India: SEBI Aims To Stimulate InvITs And REITs By Allowing Upto 25% Participation By Strategic Investors Through Public Offer For The First Time

1. INTRODUCTION

The Securities and Exchange Board of India ("SEBI") released a circular (the "Circular")1 on January 18, 2018, outlining the operational modalities for participation by strategic investors in Infrastructure Investment Trusts ("InvITs") and Real Estate Investment Trusts ("REITs") under the SEBI (Infrastructure Investment Trusts) Regulations, 2014 (the "InvIT Regulations") and the SEBI (Real Estate Investment Trusts) Regulations, 2014 ("REIT Regulations") respectively.

The InvIT Regulations and REIT Regulations (as amended pursuant to a SEBI notification2 dated December 15, 2017), both define "strategic investors" on similar lines to include infrastructure finance companies registered with the Reserve Bank of India (the "RBI") as Non-Banking Financial Companies ("NBFCs"), scheduled commercial banks, international multilateral financial institutions,3 systemically important NBFCs registered with the RBI and foreign portfolio investors.

Strategic investors were recently allowed to subscribe to debt funds issued by REITs and InvITs.

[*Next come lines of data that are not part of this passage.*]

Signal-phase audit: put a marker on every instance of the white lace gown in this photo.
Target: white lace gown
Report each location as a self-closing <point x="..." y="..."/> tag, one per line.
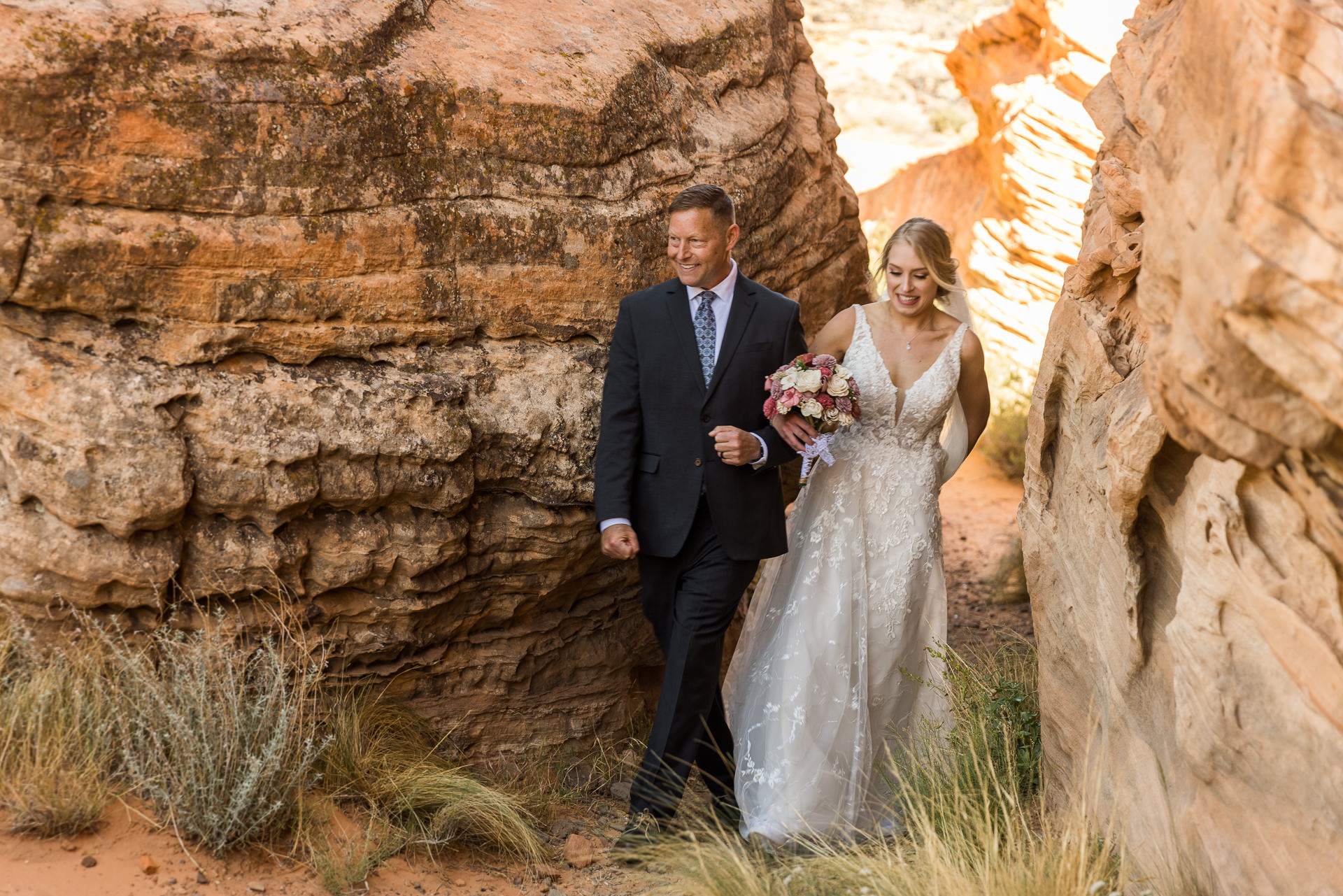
<point x="825" y="671"/>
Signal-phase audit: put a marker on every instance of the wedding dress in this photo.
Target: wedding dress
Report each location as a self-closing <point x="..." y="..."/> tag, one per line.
<point x="832" y="662"/>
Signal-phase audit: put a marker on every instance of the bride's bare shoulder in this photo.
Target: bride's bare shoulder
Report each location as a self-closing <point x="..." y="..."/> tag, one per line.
<point x="837" y="334"/>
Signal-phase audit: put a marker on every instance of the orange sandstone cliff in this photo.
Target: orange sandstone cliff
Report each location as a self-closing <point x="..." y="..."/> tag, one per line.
<point x="1184" y="512"/>
<point x="313" y="300"/>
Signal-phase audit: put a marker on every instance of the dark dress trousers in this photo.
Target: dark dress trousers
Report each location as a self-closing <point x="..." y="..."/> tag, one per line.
<point x="703" y="525"/>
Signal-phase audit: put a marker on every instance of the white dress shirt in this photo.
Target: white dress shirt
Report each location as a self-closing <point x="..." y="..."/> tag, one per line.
<point x="722" y="308"/>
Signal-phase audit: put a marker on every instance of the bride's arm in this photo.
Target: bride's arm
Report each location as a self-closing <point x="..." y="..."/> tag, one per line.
<point x="973" y="388"/>
<point x="833" y="339"/>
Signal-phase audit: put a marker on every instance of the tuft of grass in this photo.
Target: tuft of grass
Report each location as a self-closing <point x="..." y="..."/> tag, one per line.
<point x="57" y="739"/>
<point x="1004" y="441"/>
<point x="387" y="760"/>
<point x="972" y="805"/>
<point x="344" y="860"/>
<point x="1007" y="579"/>
<point x="554" y="782"/>
<point x="217" y="734"/>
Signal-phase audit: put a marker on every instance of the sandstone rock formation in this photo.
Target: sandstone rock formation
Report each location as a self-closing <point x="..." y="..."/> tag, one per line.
<point x="1013" y="198"/>
<point x="316" y="299"/>
<point x="1184" y="512"/>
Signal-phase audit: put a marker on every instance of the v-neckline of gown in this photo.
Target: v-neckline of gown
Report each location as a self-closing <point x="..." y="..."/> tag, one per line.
<point x="876" y="350"/>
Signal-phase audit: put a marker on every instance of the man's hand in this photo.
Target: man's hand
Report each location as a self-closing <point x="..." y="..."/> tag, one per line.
<point x="620" y="541"/>
<point x="735" y="448"/>
<point x="795" y="430"/>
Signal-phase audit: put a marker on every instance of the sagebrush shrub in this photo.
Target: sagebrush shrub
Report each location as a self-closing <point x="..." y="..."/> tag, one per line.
<point x="219" y="737"/>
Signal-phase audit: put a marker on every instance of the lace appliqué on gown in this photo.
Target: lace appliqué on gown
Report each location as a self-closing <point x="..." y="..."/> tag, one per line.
<point x="833" y="650"/>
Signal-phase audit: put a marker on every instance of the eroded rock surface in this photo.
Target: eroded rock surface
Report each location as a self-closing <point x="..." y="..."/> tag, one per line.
<point x="318" y="299"/>
<point x="1013" y="197"/>
<point x="1184" y="512"/>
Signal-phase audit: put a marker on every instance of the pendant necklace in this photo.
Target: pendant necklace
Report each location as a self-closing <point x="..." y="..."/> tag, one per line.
<point x="911" y="340"/>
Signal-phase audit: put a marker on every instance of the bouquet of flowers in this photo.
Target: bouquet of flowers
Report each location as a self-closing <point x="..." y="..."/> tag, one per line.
<point x="823" y="391"/>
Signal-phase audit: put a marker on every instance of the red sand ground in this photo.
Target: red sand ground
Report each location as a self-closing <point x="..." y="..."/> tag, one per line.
<point x="979" y="523"/>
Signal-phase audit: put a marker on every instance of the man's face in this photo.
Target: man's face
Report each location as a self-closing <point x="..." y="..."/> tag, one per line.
<point x="700" y="248"/>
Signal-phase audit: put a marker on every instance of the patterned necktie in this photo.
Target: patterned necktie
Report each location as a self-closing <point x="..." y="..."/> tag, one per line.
<point x="705" y="332"/>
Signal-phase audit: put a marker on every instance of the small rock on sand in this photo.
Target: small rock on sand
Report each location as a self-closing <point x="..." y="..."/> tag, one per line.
<point x="578" y="851"/>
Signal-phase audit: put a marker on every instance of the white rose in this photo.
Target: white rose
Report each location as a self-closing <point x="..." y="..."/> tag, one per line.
<point x="809" y="381"/>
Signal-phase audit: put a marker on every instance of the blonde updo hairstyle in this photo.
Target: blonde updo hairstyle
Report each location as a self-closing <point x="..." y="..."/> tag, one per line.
<point x="931" y="245"/>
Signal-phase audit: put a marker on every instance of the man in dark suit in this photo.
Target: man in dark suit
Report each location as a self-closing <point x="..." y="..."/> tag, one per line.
<point x="685" y="481"/>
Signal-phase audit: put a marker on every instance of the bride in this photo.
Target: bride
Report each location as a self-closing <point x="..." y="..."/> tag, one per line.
<point x="832" y="664"/>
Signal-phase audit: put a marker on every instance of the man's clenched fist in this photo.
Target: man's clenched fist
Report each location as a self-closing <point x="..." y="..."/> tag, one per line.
<point x="620" y="541"/>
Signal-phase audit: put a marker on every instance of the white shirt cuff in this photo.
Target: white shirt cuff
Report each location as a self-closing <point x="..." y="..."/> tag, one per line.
<point x="765" y="453"/>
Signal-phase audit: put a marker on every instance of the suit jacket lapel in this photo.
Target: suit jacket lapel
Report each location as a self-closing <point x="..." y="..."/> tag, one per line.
<point x="743" y="305"/>
<point x="683" y="328"/>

However, they were not allowed to subscribe to public offerings. The Circular has now opened up a new form of investment by allowing strategic investors to subscribe to REITs and InvITs units, up to a maximum of 25 per cent (twenty five per cent) (and a minimum of 5 (five) per cent) of the total offer size.

Strategic investors therefore may invest through the additional subscription route, providing further impetus for REITs and InvITs.

Generally, strategic investors are allowed to invest in InvITs and REITs, subject to the terms of Chapter VI of the InvIT Regulations and REIT Regulations respectively.

Mandatory disclosures in offer documents for the issue of InvIT and REIT units requires the disclosure of 'commitments received from strategic investors, if any'.4 However, no other specific provisions or conditions governing investments by strategic investors, were provided earlier.

The Circular, however, introduces further conditions, which must be adhered to.

2. EFFECTS OF THE CIRCULAR

The Circular requires InvITs and REITs inviting subscriptions from strategic investors, to mandatorily enter into a binding unit subscription agreement with them. Such subscription agreement and the offer document (draft or final) should mandatorily include details such as the name of each strategic investor, the number of units proposed to be subscribed by it or the investment amount, the proposed subscription price per unit and other details related to the subscription.

In particular, note that the price at which a strategic investor has agreed to buy units should not be less than the issue price determined in the public issue. Further, the entire subscription price must be deposited into a special escrow account, prior to opening of the public issue.

Now, strategic investors may, either jointly or severally, invest up to 25% (twenty-five percent) and a minimum of 5% (five percent) of the total offer size of such InvIT or REIT, as the case may be.

The Circular has also introduced a lock-in for the units subscribed by strategic investors, pursuant to the terms of the unit subscription agreement, which is a period of 180 (one hundred and eighty) days from the date of listing in the public issue.

In the event that the issue price to the public is higher, then strategic investors will be required to top up their subscriptions within two days to match the issue price. However, if the price is lower, then there is no obligation to refund the difference to strategic investors.

The Circular also provides that the subscription by the strategic investor cannot be terminated unless the issue fails to collect the minimum subscription.

3 INDUSLAW VIEW

SEBI had notified InvITs and REITs in 2014. However, there have not been many listings in such trusts.

The Circular aims to stimulate growth in the real estate and infrastructure sector, setting out formalities, which should encourage strategic investors (including NBFCs and multilateral financial institutions) and provide further transparency to public offerings. However, the move could potentially fuel a real estate bubble, if the cashing out by the strategic investor is not systemically checked and governed by suitable regulations.

Allowing the aggregate limit of investment by strategic investments up to 25 per cent of the total issue, should give strategic investors more flexibility in committing funds and the lock-in for 180 days should at least in theory, lead to a degree of price stability following issuance.

Footnotes

1. SEBI Circular No. SEBI/HO/DDHS/CIR/P/2018/10 dated January 18, 2018

2. SEBI (Real Estate Investment Trusts) (Amendment) Regulations, 2017

3. REIT Regulations include a 'bilateral development financial institution'

4. Para 4(d) of Schedule III under InvIT Regulations and REIT Regulations

The content of this article is intended to provide a general guide to the subject matter. Specialist advice should be sought about your specific circumstances.